Из колонок полилась какая-то свадебная музыка, и Леклер посмотрел через плечо на женщину, вошедшую в зал, в которой узнал мать невесты. Ее привычная обтягивающая одежда и огромные украшения сменились простым красным платьем. Единственными аксессуарами были маленький букет и белая тявкающая собачка. И как у всех тявкающих собачек, у этой на ушах висели большие клипсы. Красные. Под цвет когтей.
За матерью невесты в комнату вошли Тай Саваж и его отец Павел.
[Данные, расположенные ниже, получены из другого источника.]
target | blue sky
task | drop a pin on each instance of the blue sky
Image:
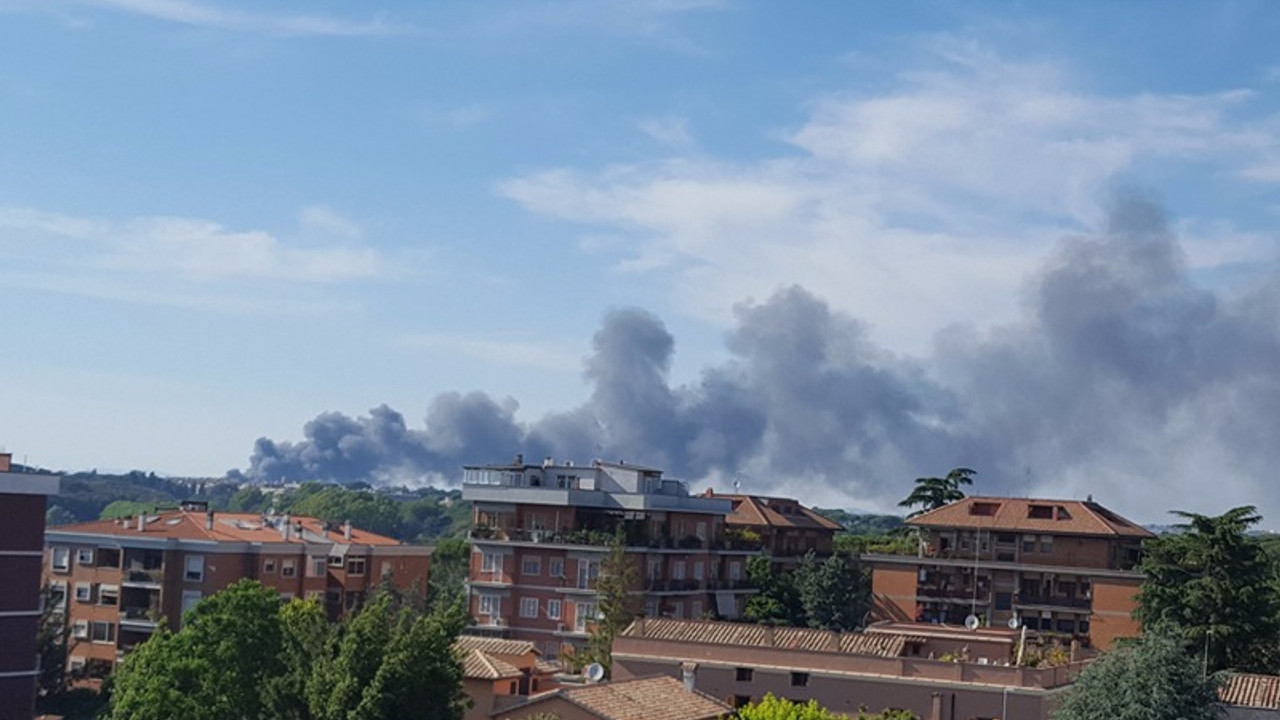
(219, 219)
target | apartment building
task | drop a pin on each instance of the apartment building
(540, 532)
(117, 580)
(936, 673)
(782, 528)
(22, 525)
(1065, 568)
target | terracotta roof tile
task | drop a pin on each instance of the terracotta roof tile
(1251, 691)
(228, 527)
(497, 646)
(745, 634)
(645, 698)
(1015, 514)
(479, 665)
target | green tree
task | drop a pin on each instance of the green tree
(931, 493)
(1155, 678)
(451, 563)
(776, 709)
(1214, 583)
(213, 668)
(617, 605)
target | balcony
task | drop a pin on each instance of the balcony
(144, 619)
(1054, 601)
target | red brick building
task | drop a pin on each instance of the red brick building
(542, 531)
(22, 525)
(118, 579)
(1064, 568)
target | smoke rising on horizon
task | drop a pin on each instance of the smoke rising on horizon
(1121, 379)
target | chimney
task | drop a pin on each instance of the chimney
(689, 674)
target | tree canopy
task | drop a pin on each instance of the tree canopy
(931, 493)
(1156, 678)
(1215, 584)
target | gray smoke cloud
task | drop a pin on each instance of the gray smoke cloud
(1121, 379)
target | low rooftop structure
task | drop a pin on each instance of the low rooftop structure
(640, 698)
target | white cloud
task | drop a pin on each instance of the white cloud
(183, 249)
(186, 12)
(913, 208)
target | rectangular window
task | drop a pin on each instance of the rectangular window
(60, 559)
(531, 565)
(529, 607)
(101, 632)
(195, 569)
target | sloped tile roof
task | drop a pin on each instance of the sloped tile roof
(228, 527)
(1014, 514)
(645, 698)
(497, 646)
(478, 665)
(745, 634)
(1251, 691)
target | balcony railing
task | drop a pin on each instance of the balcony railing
(1054, 601)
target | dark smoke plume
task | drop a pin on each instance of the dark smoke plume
(1121, 379)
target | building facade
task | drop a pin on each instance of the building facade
(935, 673)
(1065, 568)
(22, 527)
(540, 533)
(117, 580)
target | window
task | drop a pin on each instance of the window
(529, 607)
(56, 596)
(356, 565)
(101, 632)
(533, 565)
(195, 569)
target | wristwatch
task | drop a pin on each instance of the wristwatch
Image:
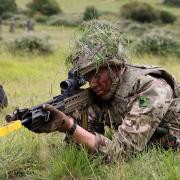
(71, 130)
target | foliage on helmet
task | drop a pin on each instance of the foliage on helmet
(99, 43)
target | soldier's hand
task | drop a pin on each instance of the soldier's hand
(58, 121)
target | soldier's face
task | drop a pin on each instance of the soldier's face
(100, 82)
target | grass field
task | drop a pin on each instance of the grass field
(29, 80)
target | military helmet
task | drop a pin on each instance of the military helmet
(100, 44)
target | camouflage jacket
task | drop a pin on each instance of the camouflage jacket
(142, 102)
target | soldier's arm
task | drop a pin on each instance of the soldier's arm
(138, 126)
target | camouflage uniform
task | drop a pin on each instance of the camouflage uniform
(142, 102)
(145, 98)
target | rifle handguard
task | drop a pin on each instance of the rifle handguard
(71, 130)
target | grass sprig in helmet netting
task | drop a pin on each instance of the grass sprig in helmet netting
(98, 43)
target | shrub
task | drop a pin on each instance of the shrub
(172, 2)
(90, 13)
(45, 7)
(141, 12)
(158, 42)
(133, 28)
(7, 6)
(167, 17)
(30, 43)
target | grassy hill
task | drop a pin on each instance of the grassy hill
(31, 79)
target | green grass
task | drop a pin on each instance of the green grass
(30, 80)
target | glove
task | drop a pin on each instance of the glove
(58, 121)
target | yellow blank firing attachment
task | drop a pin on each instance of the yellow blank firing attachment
(10, 127)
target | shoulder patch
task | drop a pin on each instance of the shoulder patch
(143, 101)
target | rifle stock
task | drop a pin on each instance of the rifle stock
(72, 100)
Отец и сын были хоккейными легендами, фамилию Саваж слышал любой, кто имел хоть какой-то интерес к игре. Сэм вырос, наблюдая за игрой Павла в хоккей старой школы, до того как были придуманы шлемы и правила борьбы. Позже Сэм играл и против, и вместе с Таем, без сомнения, одним из лучших игроков, который когда-либо зашнуровывал коньки. На обоих мужчинах были обычные черные смокинги, и на одно тревожащее мгновение в голове Сэма вспыхнули воспоминания о собственной свадьбе. Только вместо смокинга на нем была футболка с “Believe” Шер и джинсы. Он не знал, что было более унизительным: сама свадьба или эта футболка.
Тай и Павел заняли свои места у камина напротив матери невесты. Младший Саваж выглядел спокойным. Совсем не нервничавшим или испуганным тем, что совершает огромную ошибку. Сэм полагал, что он сам тоже выглядел достаточно спокойным на своей свадьбе. Конечно, он же был пьян в стельку. Вот единственное объяснение тому поступку. Весь ужас которого дошел до Сэма только на следующее утро. Он избегал воспоминаний о своей пьяной свадьбе, как шлюха избегает спецназа. Затолкнув подальше, Леклер надежно запер их там, где находились все неприятные воспоминания и нежеланные эмоции.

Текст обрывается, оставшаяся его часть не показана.